The 110th Street Elevated Curve of the Ninth Avenue Elevated c. 1905
We see here the dramatic 110th Street “suicide” curve of the El at Eighth Avenue (Central Park West) from around 1905. From this vantage point a great view of the city could be had for the price of the El’s fare – a nickel.
Above 53rd Street the Sixth and Ninth Avenue Elevated lines combined their tracks to run along Ninth Avenue. When the tracks reached 110th Street, they turned east on to Eighth Avenue continuing into Harlem.
The “S” shape curve was set at a dizzying 60 feet above street level to reach the plateau of Harlem Heights at an acceptable grade. At certain points of the curve it was estimated to be 100 feet above street level.
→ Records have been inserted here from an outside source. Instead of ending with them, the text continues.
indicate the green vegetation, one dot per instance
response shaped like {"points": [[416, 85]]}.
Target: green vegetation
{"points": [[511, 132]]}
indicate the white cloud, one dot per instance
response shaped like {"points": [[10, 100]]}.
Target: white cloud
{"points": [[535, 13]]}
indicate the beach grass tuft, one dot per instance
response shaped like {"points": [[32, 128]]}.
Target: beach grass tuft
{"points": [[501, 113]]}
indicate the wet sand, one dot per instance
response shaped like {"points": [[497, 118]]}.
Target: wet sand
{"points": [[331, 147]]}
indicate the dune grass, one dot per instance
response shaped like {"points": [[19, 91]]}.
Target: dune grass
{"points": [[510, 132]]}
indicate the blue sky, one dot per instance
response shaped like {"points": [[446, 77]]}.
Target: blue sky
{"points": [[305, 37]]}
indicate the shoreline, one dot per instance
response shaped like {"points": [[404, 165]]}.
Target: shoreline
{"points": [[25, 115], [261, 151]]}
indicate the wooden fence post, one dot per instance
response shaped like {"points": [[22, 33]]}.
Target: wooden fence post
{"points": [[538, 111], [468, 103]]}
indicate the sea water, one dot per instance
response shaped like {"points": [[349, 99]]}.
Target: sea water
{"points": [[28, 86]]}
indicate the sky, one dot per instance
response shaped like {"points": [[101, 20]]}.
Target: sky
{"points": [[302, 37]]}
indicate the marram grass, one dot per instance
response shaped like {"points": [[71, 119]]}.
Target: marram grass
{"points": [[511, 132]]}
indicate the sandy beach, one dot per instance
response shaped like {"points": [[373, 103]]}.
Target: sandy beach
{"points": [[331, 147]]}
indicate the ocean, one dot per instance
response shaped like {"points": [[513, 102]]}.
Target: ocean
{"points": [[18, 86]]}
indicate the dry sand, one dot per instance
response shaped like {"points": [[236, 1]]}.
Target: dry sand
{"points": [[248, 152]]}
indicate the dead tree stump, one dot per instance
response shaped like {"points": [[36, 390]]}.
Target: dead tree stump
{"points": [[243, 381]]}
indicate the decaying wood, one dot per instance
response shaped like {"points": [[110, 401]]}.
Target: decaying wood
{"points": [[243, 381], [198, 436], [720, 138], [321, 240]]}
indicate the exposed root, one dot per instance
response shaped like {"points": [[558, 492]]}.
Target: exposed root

John W. Ambrose was in charge of the men building this section of the elevated in 1879.
Ambrose told a New York Herald reporter, “At 110th Street and Eighth Avenue we had to drill forty feet deep through the rock and each of the sixty piers on the 110th Street curve required not less than 55,000 bricks.”
The Ninth Avenue El service was discontinued June 11, 1940.
The Albert A. Volk Company won the contract to remove the Elevated from the Battery to the Polo Grounds (155th Street). The Volk Company was paid the astonishingly low price of $74,433 for what was expected to be a six month undertaking.
On October 7 demolition began. By November 8 two large cranes and 100 men reached the famous elevated curve and began taking apart the structure. On January 22, 1941 the final posts of the El at Greenwich and Cortlandt Streets came down.
The Ninth Avenue Elevated was gone forever.